Il massaggio anticellulite è davvero efficace?

Massage anti cellulite

La stagione invernale si avvicina e con lei, la voglia di coccolarsi. Plaid, piatti confortanti, zero esercizio… e il ritorno in forza dei cuscinetti. Ah no, non la cellulite! Se volete evitare la pelle a buccia d’arancia, forse è il momento di scoprire il massaggio anticellulite. Principio, efficacia e alternativa con la ventosa: vi spieghiamo tutto!

Cos’è il massaggio anticellulite?

La cellulite, o lipodistrofia superficiale, è un’affezione benigna dovuta a un’eccessiva accumulo di grasso, acqua e tossine negli strati inferiori dell’epidermide. Lo strato più profondo della pelle, l’ipoderma, è composto da cellule adipose, gli adipociti, che hanno il compito di immagazzinare il grasso necessario al corretto funzionamento dell’organismo. Quando gli apporti energetici (attraverso l’alimentazione) superano i consumi (attività fisica, sonno, attività cerebrale), gli adipociti si trovano in una situazione di «eccesso». Si ingrossano, si deformano, talvolta si moltiplicano. Ne conseguono diversi effetti:

  • I vasi sanguigni e linfatici vengono compressi, rendendo più difficile il drenaggio dell’acqua e delle tossine.
  • Il tessuto connettivo si ispessisce e si deforma.

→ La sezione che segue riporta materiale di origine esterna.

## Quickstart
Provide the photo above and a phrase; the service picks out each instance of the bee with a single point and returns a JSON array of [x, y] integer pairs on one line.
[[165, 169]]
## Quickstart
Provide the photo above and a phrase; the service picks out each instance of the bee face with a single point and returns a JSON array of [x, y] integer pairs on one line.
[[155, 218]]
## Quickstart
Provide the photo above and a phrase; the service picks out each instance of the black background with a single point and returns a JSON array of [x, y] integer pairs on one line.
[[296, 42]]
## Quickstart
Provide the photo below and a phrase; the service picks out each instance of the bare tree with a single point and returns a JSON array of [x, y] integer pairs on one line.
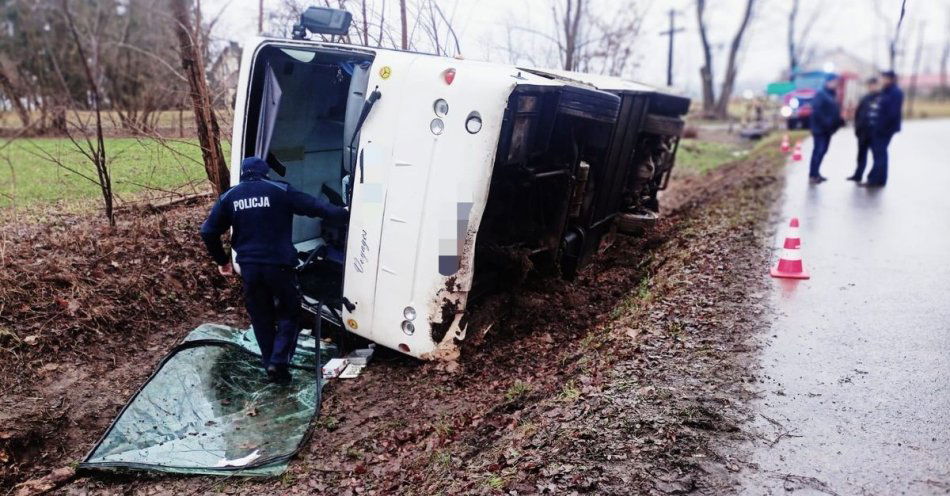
[[798, 51], [404, 24], [893, 40], [705, 71], [944, 59], [912, 87], [11, 87], [192, 61], [583, 35], [712, 107]]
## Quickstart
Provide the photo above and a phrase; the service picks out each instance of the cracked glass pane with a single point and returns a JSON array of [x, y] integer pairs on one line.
[[210, 409]]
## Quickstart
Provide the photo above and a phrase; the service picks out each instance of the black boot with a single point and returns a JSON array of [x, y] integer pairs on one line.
[[280, 375]]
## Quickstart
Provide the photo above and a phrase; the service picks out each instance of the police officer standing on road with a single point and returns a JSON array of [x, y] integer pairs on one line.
[[825, 120], [884, 125], [260, 214], [865, 114]]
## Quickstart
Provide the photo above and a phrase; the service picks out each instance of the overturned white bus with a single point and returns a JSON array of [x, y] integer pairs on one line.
[[449, 167]]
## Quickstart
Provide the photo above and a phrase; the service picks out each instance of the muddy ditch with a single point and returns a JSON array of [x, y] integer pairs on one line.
[[623, 381]]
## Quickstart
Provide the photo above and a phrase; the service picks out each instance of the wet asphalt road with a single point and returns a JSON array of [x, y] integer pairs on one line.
[[856, 367]]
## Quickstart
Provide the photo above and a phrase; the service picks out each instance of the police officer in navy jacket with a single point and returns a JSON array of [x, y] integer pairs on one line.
[[825, 121], [885, 124], [260, 214]]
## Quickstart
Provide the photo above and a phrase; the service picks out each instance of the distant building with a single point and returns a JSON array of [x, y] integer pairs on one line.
[[839, 60], [927, 84]]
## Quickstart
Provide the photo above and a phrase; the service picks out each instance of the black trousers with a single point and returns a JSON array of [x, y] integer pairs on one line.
[[820, 143], [879, 144], [272, 300], [864, 145]]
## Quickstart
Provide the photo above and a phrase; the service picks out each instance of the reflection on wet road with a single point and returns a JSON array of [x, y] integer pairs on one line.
[[856, 367]]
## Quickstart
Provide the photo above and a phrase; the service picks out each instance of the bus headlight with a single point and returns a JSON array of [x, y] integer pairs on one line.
[[473, 123], [437, 126], [440, 107]]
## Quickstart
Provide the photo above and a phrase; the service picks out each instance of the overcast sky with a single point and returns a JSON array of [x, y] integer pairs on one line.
[[849, 24]]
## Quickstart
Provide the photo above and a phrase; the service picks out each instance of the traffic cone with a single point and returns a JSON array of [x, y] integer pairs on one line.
[[792, 239], [790, 263]]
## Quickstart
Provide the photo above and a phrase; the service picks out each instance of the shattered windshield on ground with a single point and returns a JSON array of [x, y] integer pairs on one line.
[[210, 409]]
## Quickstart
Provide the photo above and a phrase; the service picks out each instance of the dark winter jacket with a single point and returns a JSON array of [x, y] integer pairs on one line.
[[865, 114], [888, 119], [825, 113], [260, 214]]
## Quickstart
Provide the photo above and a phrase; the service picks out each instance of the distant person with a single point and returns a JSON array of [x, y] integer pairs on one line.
[[864, 116], [825, 120], [884, 125], [260, 214]]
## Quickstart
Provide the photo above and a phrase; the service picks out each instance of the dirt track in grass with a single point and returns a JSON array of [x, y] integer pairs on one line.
[[626, 380]]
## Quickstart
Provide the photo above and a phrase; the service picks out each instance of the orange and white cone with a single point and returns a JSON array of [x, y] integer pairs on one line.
[[790, 263], [793, 240]]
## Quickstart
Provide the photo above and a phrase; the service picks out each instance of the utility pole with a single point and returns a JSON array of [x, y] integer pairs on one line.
[[260, 17], [669, 56]]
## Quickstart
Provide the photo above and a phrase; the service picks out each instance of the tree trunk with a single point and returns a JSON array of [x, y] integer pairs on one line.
[[792, 53], [892, 48], [8, 88], [912, 90], [192, 61], [725, 93], [97, 151], [705, 72], [404, 23]]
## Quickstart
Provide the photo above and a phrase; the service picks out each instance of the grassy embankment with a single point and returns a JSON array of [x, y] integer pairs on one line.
[[701, 156], [30, 176]]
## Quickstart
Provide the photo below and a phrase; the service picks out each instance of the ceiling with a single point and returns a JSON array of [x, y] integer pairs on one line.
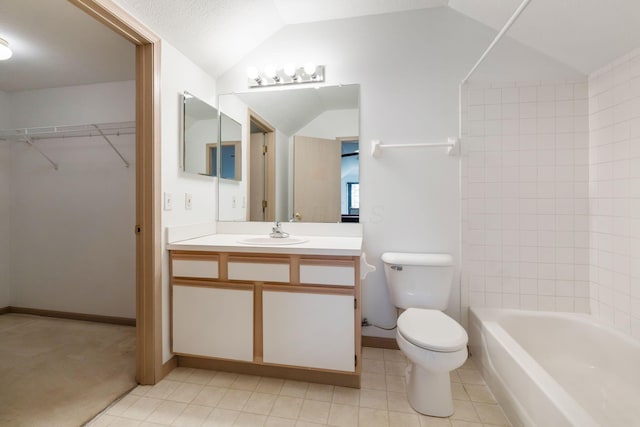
[[216, 34]]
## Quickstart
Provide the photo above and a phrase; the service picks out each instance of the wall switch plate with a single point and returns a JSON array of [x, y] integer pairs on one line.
[[168, 201]]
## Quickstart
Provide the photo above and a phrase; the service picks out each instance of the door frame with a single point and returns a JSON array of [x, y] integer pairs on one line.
[[149, 368]]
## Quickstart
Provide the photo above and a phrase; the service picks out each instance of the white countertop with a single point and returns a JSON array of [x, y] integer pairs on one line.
[[314, 245]]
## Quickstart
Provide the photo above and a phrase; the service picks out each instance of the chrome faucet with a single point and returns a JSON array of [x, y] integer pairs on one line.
[[277, 233]]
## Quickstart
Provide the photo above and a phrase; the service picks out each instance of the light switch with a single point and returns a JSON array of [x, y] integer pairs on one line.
[[168, 201]]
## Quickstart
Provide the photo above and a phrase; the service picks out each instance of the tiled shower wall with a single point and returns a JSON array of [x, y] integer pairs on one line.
[[614, 192], [525, 239]]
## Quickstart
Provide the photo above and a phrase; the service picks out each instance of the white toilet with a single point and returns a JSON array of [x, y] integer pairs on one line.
[[434, 343]]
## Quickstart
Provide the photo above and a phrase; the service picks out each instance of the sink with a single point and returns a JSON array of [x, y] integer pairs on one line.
[[275, 241]]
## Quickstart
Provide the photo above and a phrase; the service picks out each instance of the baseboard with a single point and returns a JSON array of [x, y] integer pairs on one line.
[[73, 316], [285, 372], [379, 342]]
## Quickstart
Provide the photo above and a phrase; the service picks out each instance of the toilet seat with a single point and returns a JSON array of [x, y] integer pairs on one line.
[[432, 330]]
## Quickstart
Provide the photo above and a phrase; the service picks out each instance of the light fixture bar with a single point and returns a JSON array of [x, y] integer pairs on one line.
[[287, 75]]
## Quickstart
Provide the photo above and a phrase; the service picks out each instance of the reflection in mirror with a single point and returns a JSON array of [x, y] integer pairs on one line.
[[301, 155], [199, 136], [230, 148]]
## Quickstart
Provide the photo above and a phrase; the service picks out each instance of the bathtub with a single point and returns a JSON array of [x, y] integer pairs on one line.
[[557, 369]]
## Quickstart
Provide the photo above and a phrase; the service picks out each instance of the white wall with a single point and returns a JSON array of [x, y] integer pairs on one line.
[[180, 74], [614, 191], [409, 66], [72, 243], [525, 199], [5, 194]]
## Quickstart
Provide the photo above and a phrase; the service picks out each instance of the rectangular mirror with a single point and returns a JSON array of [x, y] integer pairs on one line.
[[199, 136], [301, 156]]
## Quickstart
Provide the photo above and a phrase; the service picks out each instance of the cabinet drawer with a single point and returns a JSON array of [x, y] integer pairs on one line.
[[203, 268], [327, 273], [259, 270]]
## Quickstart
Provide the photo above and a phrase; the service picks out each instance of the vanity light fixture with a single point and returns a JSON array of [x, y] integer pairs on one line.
[[5, 52], [287, 75]]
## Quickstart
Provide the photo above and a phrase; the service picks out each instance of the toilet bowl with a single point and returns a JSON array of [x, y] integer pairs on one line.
[[435, 345]]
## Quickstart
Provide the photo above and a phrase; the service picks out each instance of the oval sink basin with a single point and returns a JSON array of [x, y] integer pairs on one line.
[[266, 240]]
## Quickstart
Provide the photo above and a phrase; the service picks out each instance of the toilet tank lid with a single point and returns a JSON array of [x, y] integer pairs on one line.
[[399, 258]]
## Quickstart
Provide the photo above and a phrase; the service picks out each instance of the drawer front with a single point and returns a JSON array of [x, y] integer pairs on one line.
[[197, 268], [258, 270], [342, 274]]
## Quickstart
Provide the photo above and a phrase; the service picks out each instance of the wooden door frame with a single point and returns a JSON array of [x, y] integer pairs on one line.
[[149, 367]]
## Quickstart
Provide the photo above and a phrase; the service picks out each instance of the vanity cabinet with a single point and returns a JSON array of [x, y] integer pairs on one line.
[[268, 314]]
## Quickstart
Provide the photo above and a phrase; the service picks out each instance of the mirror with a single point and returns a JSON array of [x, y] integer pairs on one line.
[[230, 148], [199, 136], [301, 155]]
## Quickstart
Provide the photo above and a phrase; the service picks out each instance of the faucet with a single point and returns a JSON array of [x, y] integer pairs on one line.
[[277, 233]]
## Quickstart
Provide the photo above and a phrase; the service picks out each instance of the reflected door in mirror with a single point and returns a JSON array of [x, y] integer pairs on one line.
[[317, 164]]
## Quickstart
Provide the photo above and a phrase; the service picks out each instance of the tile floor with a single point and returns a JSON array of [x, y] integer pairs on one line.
[[193, 397]]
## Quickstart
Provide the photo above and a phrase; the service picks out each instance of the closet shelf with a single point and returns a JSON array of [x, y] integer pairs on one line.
[[103, 130]]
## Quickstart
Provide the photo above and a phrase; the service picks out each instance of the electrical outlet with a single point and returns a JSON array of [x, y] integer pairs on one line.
[[168, 201]]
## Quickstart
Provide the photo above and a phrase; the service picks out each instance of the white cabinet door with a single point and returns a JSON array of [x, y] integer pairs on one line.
[[310, 330], [213, 322]]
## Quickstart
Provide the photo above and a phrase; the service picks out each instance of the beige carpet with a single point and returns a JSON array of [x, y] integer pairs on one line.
[[56, 372]]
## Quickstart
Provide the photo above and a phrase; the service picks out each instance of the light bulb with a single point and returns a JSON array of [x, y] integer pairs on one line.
[[310, 69], [5, 52]]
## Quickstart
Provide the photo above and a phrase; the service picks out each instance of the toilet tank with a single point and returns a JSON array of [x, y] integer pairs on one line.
[[419, 280]]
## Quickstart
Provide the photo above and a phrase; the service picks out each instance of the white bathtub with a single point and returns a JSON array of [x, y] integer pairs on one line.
[[557, 369]]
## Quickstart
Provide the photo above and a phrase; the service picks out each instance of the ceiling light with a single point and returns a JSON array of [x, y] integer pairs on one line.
[[5, 52]]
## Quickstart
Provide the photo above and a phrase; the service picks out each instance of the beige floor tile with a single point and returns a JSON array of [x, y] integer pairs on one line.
[[398, 402], [270, 385], [346, 396], [209, 396], [250, 420], [220, 417], [373, 381], [464, 410], [163, 389], [427, 421], [458, 391], [479, 393], [343, 415], [368, 417], [186, 392], [142, 408], [294, 388], [287, 407], [393, 367], [166, 412], [260, 403], [372, 353], [374, 366], [223, 379], [193, 415], [402, 419], [234, 399], [395, 383], [314, 411], [491, 414], [373, 399], [279, 422], [200, 376], [246, 382], [321, 392]]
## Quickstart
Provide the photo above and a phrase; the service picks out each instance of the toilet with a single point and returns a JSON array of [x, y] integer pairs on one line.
[[419, 286]]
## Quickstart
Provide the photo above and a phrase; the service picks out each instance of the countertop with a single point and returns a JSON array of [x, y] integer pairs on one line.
[[314, 245]]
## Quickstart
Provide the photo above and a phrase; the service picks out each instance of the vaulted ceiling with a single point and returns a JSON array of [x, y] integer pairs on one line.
[[55, 44]]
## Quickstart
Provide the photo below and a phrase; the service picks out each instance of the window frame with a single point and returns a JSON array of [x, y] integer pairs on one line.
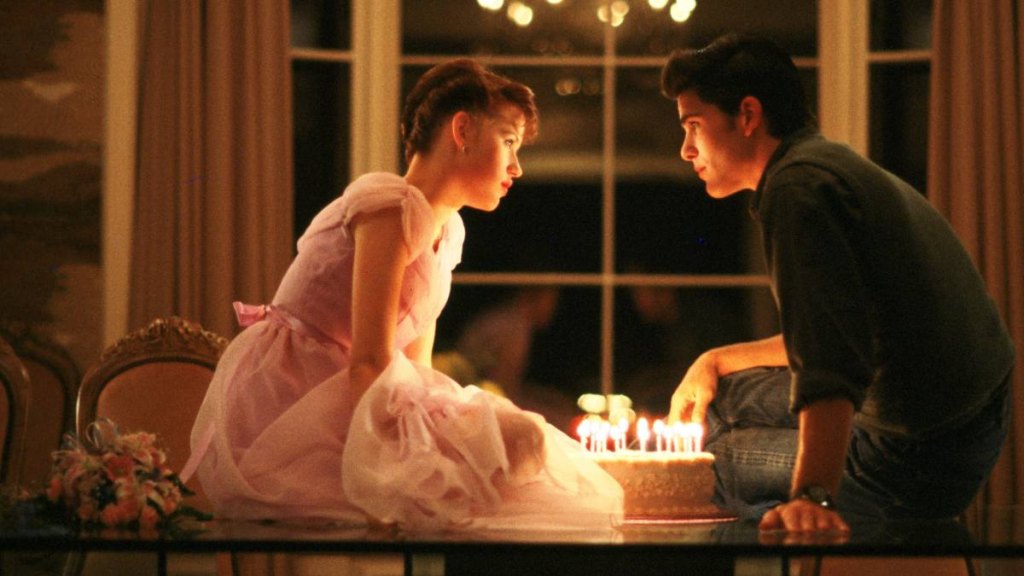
[[843, 66]]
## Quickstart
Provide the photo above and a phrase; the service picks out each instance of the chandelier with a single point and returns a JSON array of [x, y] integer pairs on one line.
[[612, 11]]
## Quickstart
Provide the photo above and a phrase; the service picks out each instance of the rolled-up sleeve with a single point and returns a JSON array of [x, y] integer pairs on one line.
[[811, 234]]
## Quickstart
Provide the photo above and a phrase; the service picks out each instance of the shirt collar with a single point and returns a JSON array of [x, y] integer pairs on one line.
[[783, 148]]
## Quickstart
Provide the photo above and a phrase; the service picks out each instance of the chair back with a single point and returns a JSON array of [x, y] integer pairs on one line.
[[13, 407], [53, 377], [154, 379]]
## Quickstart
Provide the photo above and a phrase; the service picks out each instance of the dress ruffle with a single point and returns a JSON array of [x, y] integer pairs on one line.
[[424, 452]]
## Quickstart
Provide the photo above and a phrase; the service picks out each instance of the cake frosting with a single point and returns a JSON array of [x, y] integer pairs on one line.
[[663, 484]]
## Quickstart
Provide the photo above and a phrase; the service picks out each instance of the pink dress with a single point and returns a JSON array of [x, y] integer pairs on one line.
[[276, 438]]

Compare la cellulite, che conferisce alla pelle un aspetto ondulato e inesteticamente noto come pelle a buccia d’arancia.

Il massaggio anticellulite ha come obiettivo principale quello di favorire lo svuotamento degli adipociti dal loro «eccesso» di grasso e di riattivare la microcircolazione, per attenuare l’aspetto a buccia d’arancia dell’epidermide. Inoltre, se praticato regolarmente, previene il nuovo accumulo di grasso sottocutaneo. Si declina in due forme: il massaggio anticellulite manuale, e la versione meccanica, con l’ausilio di appositi dispositivi.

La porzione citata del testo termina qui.